Niemand wist het antwoord. Langpoot voelde dat de zak opgetild werd. Hij wist precies hoe dat voelde. Hij had wel eens een web in een lift gebouwd. Na een paar keer heen en weer geweest te zijn met de lift had hij genoeg gehad van dat lichte gevoel in zijn hoofd als de lift naar beneden ging. Hij had moeten rennen om de lift uit te komen nadat de deuren opengingen. Bijna zat een van zijn achterpoten tussen de deuren toen ze weer dichtgingen. Met een plof kwam de zak in de vuilnisbak terecht. Weer dwarrelde er een hoop stof op en de spinnen kregen een hoestbui. De stoflaag kwam tot bedaren en Huiszebraspin sprong naar boven naar het dekseltje. Hij duwde er tegen maar het zat te vast om door een spin open gemaakt te worden.

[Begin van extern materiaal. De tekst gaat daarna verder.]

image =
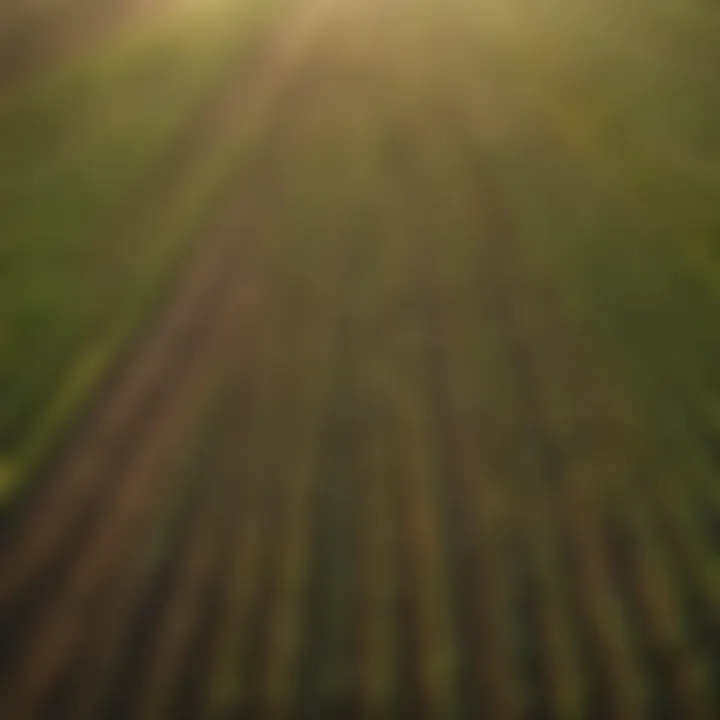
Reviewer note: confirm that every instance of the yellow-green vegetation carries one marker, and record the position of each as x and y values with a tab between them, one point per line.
108	167
429	425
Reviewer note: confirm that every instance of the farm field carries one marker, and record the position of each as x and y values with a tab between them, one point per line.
359	359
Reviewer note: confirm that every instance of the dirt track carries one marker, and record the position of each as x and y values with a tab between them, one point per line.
376	468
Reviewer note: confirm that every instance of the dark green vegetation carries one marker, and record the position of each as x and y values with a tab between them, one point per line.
360	359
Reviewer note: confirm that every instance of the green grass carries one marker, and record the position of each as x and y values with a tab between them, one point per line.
87	239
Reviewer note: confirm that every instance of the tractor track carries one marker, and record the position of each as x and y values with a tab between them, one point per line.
78	527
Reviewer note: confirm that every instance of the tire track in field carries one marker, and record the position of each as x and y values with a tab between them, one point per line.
147	391
26	553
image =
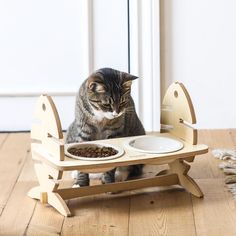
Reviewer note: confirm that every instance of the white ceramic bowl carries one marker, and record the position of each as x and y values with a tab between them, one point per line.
120	151
154	144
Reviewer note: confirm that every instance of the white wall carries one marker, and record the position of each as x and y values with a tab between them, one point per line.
198	48
51	47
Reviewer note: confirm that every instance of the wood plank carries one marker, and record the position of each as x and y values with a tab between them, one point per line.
12	157
98	215
130	156
3	137
45	221
162	213
214	215
19	208
69	193
206	166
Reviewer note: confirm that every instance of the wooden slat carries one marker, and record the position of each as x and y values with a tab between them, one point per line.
12	157
181	111
162	213
113	187
130	157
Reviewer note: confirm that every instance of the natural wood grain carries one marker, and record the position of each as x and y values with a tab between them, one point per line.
163	213
179	110
215	215
104	215
207	166
19	208
13	154
130	213
130	156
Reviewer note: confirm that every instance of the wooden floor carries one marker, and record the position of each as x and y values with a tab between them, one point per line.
152	211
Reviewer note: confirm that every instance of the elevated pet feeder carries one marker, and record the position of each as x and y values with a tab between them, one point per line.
49	150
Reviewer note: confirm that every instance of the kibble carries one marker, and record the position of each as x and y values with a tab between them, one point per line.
93	152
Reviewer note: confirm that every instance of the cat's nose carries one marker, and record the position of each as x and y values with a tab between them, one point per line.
114	113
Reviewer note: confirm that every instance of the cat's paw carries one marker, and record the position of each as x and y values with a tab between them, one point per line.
74	174
121	175
76	186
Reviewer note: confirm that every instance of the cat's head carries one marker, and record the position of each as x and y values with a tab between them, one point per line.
108	92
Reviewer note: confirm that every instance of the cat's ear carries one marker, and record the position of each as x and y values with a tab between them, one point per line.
127	81
95	86
129	77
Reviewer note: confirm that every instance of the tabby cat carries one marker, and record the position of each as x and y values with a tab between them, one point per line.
105	109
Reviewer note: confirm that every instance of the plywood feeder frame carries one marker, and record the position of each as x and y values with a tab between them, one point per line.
50	161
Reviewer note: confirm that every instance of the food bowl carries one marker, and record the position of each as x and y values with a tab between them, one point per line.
93	152
154	144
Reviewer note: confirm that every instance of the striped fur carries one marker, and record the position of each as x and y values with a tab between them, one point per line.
105	109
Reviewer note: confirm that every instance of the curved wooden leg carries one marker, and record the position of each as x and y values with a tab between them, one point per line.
55	200
34	192
46	191
181	169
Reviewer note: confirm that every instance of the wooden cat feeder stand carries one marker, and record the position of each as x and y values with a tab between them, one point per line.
50	161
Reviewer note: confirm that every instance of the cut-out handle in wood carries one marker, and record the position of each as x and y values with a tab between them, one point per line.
181	115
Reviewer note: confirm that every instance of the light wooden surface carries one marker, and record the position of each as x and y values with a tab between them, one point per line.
149	211
47	145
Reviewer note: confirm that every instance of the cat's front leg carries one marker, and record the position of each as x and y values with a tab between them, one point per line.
81	179
122	173
108	177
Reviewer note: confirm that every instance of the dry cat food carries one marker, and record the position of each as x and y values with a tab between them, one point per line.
93	152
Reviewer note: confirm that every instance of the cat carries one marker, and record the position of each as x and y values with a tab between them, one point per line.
105	109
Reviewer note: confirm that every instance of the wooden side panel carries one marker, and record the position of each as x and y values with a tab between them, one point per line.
180	113
48	131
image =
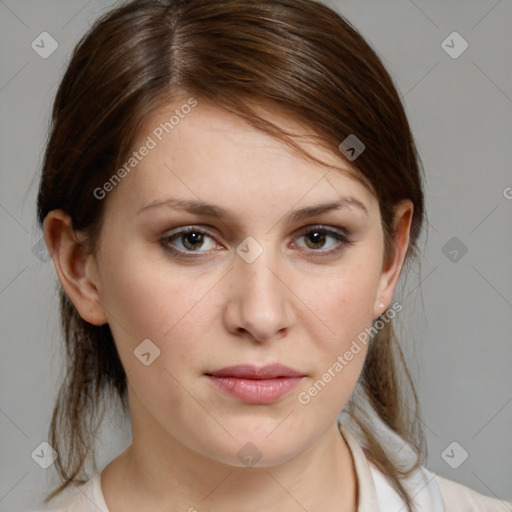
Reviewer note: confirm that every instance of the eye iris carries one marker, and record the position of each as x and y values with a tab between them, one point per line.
190	239
318	238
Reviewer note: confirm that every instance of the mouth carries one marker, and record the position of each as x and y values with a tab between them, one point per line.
256	385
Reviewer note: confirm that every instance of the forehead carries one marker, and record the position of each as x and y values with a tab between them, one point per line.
205	152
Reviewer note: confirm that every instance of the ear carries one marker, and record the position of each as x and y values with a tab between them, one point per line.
392	268
76	270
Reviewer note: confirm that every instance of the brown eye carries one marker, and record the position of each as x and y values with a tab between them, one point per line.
322	240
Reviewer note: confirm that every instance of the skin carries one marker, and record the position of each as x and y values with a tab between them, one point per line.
293	304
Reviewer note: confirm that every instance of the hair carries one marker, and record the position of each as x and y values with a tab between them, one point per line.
299	57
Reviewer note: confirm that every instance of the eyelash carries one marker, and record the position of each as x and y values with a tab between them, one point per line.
339	235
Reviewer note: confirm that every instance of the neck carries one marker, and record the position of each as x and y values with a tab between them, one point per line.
157	472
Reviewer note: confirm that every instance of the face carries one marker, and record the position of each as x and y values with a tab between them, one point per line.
262	277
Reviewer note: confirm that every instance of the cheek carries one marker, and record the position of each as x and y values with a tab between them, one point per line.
142	302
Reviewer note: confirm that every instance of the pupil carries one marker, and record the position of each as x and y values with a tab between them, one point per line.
194	238
317	237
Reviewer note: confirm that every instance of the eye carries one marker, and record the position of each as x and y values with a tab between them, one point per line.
189	239
323	240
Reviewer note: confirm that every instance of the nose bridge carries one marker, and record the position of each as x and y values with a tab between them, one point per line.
261	299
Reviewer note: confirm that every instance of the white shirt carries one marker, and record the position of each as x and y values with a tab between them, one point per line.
431	492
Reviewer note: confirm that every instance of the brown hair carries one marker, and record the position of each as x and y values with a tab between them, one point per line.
298	56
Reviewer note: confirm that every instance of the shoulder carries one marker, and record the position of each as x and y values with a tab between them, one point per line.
457	497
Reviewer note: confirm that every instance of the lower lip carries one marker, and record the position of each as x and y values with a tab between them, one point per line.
252	391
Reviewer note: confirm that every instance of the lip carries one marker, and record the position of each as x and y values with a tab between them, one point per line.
256	385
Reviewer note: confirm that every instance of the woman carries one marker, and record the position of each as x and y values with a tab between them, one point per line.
230	193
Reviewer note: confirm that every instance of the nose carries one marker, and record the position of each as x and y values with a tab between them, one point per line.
259	303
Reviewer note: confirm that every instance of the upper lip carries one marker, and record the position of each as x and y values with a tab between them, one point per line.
247	371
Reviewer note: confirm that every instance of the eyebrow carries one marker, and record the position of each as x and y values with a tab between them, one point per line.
210	210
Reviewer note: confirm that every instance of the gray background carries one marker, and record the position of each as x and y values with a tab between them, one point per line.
456	331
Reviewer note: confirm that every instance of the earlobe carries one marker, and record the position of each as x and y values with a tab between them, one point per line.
74	267
400	243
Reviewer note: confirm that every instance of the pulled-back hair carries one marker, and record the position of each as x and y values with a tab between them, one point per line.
300	57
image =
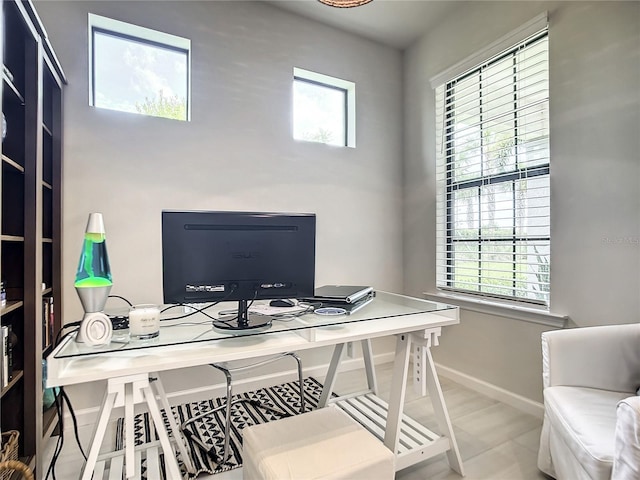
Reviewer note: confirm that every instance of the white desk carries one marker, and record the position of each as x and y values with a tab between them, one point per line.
128	368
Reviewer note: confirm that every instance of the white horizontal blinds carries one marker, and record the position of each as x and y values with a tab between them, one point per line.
493	210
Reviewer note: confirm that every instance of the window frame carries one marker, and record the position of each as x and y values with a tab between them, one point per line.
445	276
143	35
326	81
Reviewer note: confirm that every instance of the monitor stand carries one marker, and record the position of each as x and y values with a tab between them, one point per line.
243	320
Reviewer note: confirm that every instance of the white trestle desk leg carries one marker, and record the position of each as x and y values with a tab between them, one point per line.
127	392
330	379
396	396
173	471
156	385
108	402
367	354
129	438
441	413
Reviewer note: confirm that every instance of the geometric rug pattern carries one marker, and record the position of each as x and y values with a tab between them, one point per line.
210	429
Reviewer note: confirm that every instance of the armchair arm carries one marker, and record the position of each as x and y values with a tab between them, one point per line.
605	357
626	457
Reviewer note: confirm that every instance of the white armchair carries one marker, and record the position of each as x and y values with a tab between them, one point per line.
591	427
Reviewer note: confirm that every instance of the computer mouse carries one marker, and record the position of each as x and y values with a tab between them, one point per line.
282	302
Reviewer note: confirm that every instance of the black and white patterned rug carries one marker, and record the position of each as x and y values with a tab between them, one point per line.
210	429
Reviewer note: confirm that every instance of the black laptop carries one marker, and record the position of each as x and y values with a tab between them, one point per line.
340	294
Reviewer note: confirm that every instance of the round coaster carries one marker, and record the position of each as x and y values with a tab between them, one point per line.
330	311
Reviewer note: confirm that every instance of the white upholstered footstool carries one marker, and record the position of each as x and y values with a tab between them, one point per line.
322	444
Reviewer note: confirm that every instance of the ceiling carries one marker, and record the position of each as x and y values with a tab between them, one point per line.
397	23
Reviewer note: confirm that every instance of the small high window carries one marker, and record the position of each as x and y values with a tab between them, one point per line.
323	108
138	70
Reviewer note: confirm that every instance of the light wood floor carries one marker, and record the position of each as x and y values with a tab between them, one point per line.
496	441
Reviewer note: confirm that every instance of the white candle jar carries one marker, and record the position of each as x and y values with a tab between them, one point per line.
144	322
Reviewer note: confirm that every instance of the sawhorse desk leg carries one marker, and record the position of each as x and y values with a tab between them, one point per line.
126	392
447	442
390	422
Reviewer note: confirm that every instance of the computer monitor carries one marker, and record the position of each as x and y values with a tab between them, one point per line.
212	256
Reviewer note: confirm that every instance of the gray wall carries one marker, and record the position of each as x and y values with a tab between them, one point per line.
237	153
595	177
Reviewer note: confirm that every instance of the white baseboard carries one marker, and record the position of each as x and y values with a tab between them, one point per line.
492	391
88	416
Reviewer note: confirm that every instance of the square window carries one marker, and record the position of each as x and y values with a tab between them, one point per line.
323	109
138	70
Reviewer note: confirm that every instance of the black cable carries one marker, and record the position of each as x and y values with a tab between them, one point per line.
121	298
196	310
60	442
59	338
74	420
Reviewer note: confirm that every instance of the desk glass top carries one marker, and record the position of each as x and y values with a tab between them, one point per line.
177	327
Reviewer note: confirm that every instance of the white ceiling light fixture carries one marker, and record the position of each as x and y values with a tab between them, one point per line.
344	3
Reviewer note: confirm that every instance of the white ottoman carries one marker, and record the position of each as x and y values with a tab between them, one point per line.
322	444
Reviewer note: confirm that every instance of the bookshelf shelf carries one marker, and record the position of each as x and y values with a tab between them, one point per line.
17	376
30	218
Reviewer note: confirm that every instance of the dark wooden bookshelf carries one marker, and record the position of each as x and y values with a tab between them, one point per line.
30	218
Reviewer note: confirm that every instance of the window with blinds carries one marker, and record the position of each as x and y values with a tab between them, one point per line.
493	208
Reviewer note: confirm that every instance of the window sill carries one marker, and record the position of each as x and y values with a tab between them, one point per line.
491	307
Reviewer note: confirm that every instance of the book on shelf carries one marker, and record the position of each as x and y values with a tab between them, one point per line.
7	355
47	321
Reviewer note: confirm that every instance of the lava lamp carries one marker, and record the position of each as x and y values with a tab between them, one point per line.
93	284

‘Laten we met z’n allen de schouders eronder zetten’, riep hij naar beneden waar de anderen in het stof zaten. De spinnen die nog energie over hadden kropen naar boven en op het ‘een, twee, drie’ van Huiszebraspin, gaven ze allemaal een forse duw tegen het deksel. Het gaf een beetje mee en er was een kleine opening te zien. Trilspin paste door de opening en hij klom naar buiten. Op weer een ‘een, twee, drie’ van Huiszebraspin duwden de spinnen aan de binnenkant en trok Trilspin uit alle macht aan het dekseltje vanaf de buitenkant. De opening werd groter en nog een paar spinnen gingen naar buiten om Trilspin met trekken te helpen. Nog een ‘een, twee, drie’ en het dekseltje vloog eraf. Een voor een werden de spinnen die niet zelf naar buiten konden komen geholpen en in de frisse lucht gebracht. Met elkaar vingen ze genoeg vliegjes om hun ergste honger te stillen. De spinnen die het meest verzwakt waren door het gebrek aan eten en frisse lucht, werden in een hoekje achter de vuilnisbak verstopt.  Zij konden niet deelnemen aan het plan dat Kruisspin bedacht had.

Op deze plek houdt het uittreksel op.